Les rires de Marguerite redoublèrent et Malone ne put s'empêcher de l'imiter. Elle était totalement différente. Il ne savait pas s'il avait devant lui la femme qu'elle aurait dû si elle n'avait pas passé par tant d'épreuves, mais en tout cas, elle n'était plus Marguerite Krux.

- Pourquoi riez-vous ? demanda-t-il en cessant lui-même

- C'est que, je n'aurais jamais imaginé être ce genre de personne… Mais dites-moi, vous semblez avoir beaucoup apprécié vivre au Tree House… Pourquoi l'avez-vous quitté ?

- Je l'ai quitté temporairement. Et c'est une longue histoire, toute notée dans mon carnet.

- J'aurai l'honneur de le lire ?

- Un autre jour, peut-être.

Extrait du journal de Ned Malone

Marguerite a changé. Elle est comme neuve. Son passé effacé, je ne vois plus en elle la femme espiègle, mystérieuse, effrayant qu'elle avait l'habitude d'être.

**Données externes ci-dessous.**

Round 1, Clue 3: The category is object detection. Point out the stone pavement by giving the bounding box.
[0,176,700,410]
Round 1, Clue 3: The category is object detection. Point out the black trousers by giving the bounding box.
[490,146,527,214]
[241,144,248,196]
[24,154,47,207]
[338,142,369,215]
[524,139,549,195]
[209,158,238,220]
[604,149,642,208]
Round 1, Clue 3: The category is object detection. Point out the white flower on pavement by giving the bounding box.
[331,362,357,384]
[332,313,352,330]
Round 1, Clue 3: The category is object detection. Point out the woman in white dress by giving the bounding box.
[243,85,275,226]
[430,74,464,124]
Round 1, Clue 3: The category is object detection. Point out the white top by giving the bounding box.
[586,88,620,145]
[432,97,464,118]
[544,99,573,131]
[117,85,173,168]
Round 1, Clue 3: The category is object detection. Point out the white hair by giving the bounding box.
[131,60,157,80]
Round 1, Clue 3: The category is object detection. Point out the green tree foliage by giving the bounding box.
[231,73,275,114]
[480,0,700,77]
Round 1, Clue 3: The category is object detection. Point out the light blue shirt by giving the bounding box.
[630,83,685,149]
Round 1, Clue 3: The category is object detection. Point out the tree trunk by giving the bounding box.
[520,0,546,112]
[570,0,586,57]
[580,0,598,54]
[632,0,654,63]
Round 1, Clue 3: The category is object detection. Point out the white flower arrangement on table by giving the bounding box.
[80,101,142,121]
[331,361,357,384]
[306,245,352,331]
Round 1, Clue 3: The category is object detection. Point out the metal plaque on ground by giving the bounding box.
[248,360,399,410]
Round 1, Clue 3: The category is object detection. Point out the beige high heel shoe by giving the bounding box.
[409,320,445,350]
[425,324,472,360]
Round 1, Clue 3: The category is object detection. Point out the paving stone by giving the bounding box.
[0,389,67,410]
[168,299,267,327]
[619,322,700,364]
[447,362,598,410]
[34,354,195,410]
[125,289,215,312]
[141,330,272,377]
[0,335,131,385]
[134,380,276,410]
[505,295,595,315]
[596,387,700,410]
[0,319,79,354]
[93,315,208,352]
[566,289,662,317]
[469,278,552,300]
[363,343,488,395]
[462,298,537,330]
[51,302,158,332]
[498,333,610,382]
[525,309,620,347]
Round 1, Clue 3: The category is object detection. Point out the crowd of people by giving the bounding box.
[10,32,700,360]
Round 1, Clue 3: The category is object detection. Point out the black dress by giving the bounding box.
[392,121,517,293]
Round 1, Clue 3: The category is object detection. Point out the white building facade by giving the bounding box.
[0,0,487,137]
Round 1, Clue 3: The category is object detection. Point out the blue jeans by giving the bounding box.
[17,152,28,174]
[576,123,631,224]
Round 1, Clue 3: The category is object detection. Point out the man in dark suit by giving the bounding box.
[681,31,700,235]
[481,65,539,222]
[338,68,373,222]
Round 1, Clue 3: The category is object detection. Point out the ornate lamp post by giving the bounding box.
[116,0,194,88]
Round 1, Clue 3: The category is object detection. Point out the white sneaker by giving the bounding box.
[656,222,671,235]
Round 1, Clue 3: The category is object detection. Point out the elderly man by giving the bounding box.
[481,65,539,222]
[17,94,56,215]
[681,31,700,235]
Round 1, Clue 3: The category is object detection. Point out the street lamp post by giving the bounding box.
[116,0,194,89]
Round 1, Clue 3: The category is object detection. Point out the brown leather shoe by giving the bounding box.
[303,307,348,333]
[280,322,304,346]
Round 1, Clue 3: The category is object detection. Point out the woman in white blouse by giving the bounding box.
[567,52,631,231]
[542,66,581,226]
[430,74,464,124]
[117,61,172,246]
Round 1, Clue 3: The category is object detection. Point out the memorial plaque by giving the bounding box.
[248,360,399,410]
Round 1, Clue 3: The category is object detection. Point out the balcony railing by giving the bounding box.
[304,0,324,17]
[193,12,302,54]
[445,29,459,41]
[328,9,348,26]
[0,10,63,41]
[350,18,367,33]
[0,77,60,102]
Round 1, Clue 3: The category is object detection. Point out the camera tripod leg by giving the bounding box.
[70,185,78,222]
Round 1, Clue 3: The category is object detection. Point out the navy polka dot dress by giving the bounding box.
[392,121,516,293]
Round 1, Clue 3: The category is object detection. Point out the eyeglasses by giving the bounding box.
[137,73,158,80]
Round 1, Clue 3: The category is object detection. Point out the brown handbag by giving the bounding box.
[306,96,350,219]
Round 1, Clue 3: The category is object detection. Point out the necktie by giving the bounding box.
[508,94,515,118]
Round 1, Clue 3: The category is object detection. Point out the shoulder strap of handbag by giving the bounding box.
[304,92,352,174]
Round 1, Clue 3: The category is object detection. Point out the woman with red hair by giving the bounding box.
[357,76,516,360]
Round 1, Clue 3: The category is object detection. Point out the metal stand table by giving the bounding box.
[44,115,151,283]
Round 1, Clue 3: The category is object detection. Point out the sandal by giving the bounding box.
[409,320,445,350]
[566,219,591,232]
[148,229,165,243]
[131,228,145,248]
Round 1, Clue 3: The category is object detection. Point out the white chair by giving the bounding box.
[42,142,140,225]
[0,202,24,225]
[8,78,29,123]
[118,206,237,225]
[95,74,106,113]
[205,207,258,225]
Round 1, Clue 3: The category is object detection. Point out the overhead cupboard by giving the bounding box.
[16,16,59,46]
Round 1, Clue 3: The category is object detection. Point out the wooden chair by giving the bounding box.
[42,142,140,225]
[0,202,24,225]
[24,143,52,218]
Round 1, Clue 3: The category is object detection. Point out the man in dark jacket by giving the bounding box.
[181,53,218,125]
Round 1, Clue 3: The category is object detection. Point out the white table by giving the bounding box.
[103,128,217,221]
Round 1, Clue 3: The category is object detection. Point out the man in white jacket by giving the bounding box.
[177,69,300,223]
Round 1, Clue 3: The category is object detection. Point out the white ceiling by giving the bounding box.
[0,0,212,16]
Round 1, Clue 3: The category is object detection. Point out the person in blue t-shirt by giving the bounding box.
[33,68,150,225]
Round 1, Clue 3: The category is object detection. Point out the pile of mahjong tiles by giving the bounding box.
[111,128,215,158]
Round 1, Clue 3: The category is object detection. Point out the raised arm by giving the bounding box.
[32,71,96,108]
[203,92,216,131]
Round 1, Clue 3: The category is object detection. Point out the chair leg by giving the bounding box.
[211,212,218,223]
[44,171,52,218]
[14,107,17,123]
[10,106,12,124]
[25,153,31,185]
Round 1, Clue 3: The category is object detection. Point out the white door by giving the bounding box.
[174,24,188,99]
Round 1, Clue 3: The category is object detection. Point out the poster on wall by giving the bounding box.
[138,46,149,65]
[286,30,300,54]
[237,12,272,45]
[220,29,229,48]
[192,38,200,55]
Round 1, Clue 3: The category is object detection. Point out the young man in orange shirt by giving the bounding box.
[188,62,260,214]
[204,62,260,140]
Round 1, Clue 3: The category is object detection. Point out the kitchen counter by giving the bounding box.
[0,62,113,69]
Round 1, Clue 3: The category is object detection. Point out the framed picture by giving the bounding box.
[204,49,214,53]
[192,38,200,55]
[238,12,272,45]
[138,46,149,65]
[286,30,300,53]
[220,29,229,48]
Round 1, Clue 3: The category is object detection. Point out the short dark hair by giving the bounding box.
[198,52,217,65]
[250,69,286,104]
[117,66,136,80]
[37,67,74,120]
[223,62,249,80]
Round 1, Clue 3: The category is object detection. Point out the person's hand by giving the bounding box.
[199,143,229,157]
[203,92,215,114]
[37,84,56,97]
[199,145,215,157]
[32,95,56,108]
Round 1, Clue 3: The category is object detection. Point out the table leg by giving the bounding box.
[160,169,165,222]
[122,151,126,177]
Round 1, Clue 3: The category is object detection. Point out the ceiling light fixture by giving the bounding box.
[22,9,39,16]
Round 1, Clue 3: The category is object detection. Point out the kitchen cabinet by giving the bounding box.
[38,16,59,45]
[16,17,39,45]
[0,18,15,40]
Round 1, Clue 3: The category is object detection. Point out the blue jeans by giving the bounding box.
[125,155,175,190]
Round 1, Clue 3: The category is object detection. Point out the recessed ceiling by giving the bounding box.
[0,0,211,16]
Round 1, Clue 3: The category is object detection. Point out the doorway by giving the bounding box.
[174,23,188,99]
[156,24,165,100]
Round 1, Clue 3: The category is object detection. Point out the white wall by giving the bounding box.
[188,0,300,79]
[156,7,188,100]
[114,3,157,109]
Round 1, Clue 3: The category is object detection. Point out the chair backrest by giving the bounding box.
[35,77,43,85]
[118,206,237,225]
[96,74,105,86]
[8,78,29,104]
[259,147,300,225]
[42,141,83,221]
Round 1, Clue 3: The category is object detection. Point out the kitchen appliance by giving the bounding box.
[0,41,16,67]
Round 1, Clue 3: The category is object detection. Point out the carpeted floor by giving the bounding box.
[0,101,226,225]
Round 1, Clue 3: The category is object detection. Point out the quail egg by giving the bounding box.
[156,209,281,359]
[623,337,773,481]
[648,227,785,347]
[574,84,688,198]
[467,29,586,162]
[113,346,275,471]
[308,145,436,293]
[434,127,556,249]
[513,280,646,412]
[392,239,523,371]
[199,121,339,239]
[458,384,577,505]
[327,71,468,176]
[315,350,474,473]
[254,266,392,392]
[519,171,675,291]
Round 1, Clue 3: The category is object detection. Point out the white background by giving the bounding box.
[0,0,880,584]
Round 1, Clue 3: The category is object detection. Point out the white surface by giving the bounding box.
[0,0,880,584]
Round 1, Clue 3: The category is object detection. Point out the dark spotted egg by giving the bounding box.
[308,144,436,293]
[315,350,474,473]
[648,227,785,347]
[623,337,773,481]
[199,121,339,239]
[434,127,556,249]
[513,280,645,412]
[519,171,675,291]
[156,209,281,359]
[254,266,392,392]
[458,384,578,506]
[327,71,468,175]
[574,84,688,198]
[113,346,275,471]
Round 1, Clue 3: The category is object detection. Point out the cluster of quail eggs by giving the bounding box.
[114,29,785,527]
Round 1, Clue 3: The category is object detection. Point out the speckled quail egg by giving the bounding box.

Je la vois sans ce masque tissé de malheurs et d'horreurs.

Elle est comme une jeune fille qui découvre le monde. Wow, c'est étrange de dire cela. Si l'étincelle de malice s'est éteinte dans ses yeux, celle de bonheur semble briller de mille feux.

Les Brijikés sont tellement différents de tous les autres humains existants ! Jamais je n'aurais pu croire l'histoire d'un tel peuple : Pas de viols, de vols, de meurtres ou autres, tous bons vivants et généreux.

Je crois que je commence à saisir maintenant la différence entre vivre et survivre. Survivre, c'est continuer à avancer dans le temps en combattant les douleurs morales et physiques. Vivre c'est… comme les Brijikés finalement. Ils semblent n'avoir aucun problème. Leur vie se résume à se lever, travailler pour leurs propres besoins et s'amuser quand ils en ont assez. C'est le premier peuple que je connaisse qui vive, décidément.